I love cider and making cider, but it can be an unsatisfying effort for a beginner.

It is very easy to make as you see above. But the simple recipe of adding yeast to juice and wait a week or two... that will get you very dry, still cider at about 8-10% ABV. you can drink it like that or carbonate it in bottles. It takes time to age until it tastes better, and it won't be sweet.

It's a good experiment, and if you like super dry wine or champagne, you might like it. It's hard to make it good.

I think champagne yeast gives the best result as well.

A simple extract beer would be more satisfying right off the bat. Cost would be about the same as buying high end apple juice.
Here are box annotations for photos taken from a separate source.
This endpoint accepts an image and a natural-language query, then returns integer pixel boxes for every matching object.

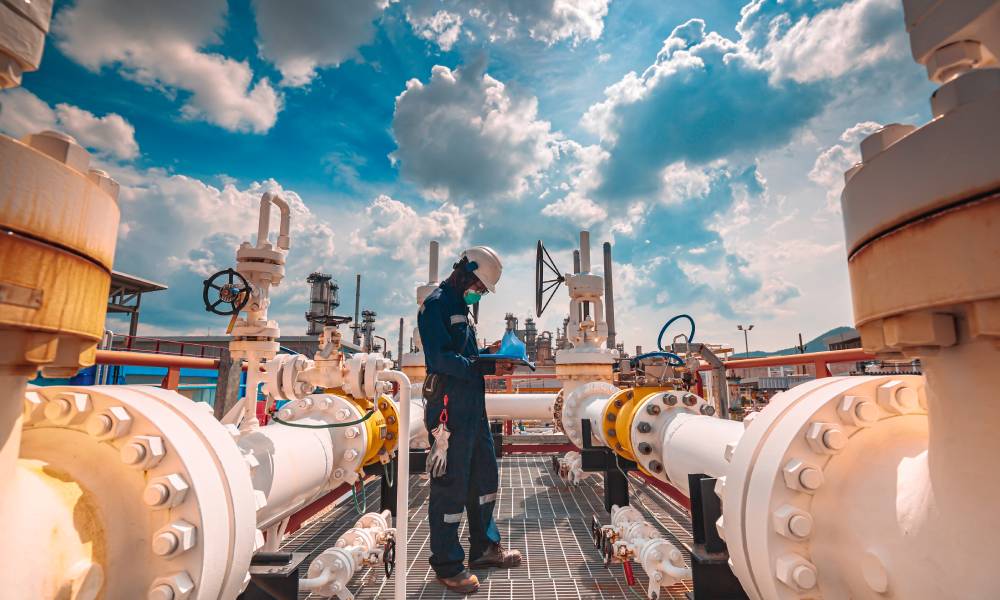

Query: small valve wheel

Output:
[202,269,250,316]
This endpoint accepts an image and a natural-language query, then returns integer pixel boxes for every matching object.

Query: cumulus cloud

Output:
[582,19,825,199]
[406,0,611,50]
[253,0,393,86]
[53,0,282,133]
[390,58,557,200]
[0,88,139,160]
[737,0,907,82]
[809,121,882,209]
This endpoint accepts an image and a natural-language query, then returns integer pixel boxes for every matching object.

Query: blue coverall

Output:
[417,282,500,577]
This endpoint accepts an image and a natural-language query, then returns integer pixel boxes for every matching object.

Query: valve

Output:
[201,269,251,316]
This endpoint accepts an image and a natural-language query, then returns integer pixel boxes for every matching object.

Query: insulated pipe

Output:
[377,371,410,600]
[257,192,291,250]
[580,231,590,273]
[486,394,557,421]
[427,240,438,285]
[604,242,617,350]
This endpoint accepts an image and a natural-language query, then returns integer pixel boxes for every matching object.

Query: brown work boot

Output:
[469,544,521,569]
[438,570,479,594]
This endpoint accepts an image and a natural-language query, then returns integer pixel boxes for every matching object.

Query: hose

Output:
[656,313,694,356]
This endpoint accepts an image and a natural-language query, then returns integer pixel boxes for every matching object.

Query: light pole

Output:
[736,325,753,355]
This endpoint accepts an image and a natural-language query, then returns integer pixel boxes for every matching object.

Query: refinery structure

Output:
[0,0,1000,600]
A pound of extract and an ounce of hops (you'll only use part of the hops in a gallon!).
 
Cider is a great choice and it is super quick. As ericbw said above, beginner recipes for cider will probably turn out fairly dry. My wife and I happen to like them that way, but some prefer sweeter cider. Here's an easy recipe that will turn out a decent cider the first time:

If you have a Costco in your area you can get their Kirkland brand juice for about $4 a gallon. (Any brand will work. Pasteurized is fine but with no additives.)
You will also need a fermenting vessel that holds at least 20% more than your batch size (i.e. a 5 gal. batch uses a 6 gal. fermenter bucket.) Make sure the lid will seal and it is fitted with an airlock (see the local brew shop or mailorder for this item).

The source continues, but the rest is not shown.